I’m an agnostic about most things, and a scientist at heart. I know I’m not omniscient, and I know the difference between “know” and “believe.” While I have strongly held opinions on many topics, I know there’s room to grow.
After all, as TED Talker Kathryn Schulz showed us, being wrong feels exactly the same as being right (up until we find out we were wrong, anyway).
Having said that, though, there’s one thing I’m pretty certain about.
We can’t learn anyone’s lessons for them.
A few years back a friend of mine was in a relationship that I knew would never work out. I could see exactly where it was going and I knew it was doomed.
She, however, was floating on air and dreams, and saw only hope.
I could have stepped in and quashed her fantasy; after all, I had seen it many times before and I knew the ending to that story.
But also—from experience—I knew she wouldn’t listen. See above: being wrong feels the same as being right. She was convinced she was on the right track.

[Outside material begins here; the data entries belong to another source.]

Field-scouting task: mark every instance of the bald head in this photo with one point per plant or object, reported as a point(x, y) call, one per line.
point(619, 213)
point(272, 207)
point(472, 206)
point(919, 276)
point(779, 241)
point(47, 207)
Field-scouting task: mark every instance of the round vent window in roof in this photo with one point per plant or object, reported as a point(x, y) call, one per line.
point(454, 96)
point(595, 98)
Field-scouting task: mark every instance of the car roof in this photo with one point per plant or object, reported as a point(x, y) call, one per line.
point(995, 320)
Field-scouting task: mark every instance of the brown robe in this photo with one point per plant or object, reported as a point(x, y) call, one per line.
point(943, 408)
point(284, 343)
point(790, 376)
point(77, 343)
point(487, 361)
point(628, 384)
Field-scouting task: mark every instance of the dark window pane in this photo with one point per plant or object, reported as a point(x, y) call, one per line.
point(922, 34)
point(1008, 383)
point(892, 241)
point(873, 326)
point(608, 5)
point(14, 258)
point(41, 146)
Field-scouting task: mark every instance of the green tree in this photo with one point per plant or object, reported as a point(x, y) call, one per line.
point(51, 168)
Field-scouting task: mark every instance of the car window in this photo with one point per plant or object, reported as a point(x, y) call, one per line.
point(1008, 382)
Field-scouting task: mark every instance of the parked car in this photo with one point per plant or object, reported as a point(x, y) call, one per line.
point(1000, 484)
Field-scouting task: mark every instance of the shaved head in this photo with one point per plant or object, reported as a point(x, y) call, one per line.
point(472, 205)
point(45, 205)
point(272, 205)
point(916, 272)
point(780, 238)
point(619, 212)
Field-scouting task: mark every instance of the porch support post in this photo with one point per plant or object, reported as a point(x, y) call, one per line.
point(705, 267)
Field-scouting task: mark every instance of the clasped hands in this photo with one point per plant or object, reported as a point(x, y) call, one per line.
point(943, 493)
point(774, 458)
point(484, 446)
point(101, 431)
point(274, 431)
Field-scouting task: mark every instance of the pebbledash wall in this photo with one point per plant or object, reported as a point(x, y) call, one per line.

And what’s more, who was I to decide I knew better? Or, who was I to assume I knew what lesson she needed to learn? Who was I to believe I knew how it would turn out?
When we see someone we care about traveling down what seems to be a dangerous road, we want to step in with our sage advice. We don’t want to see the ones we love fall. We want to protect them, keep them safe, prevent them from ever being hurt. Even though it is by falling, by being hurt, that we ourselves have learned our best lessons.
Of course if someone asks for our opinion, we can give it. We can always share the wisdom of our experience, and our own fears for what lies ahead. But in the end, we can’t learn someone else’s lessons for them.
The best we can do is to let them fall on their own terms, and, if it turns out we were right, then be there with our whole hearts and our unconditional love to help pick them back up.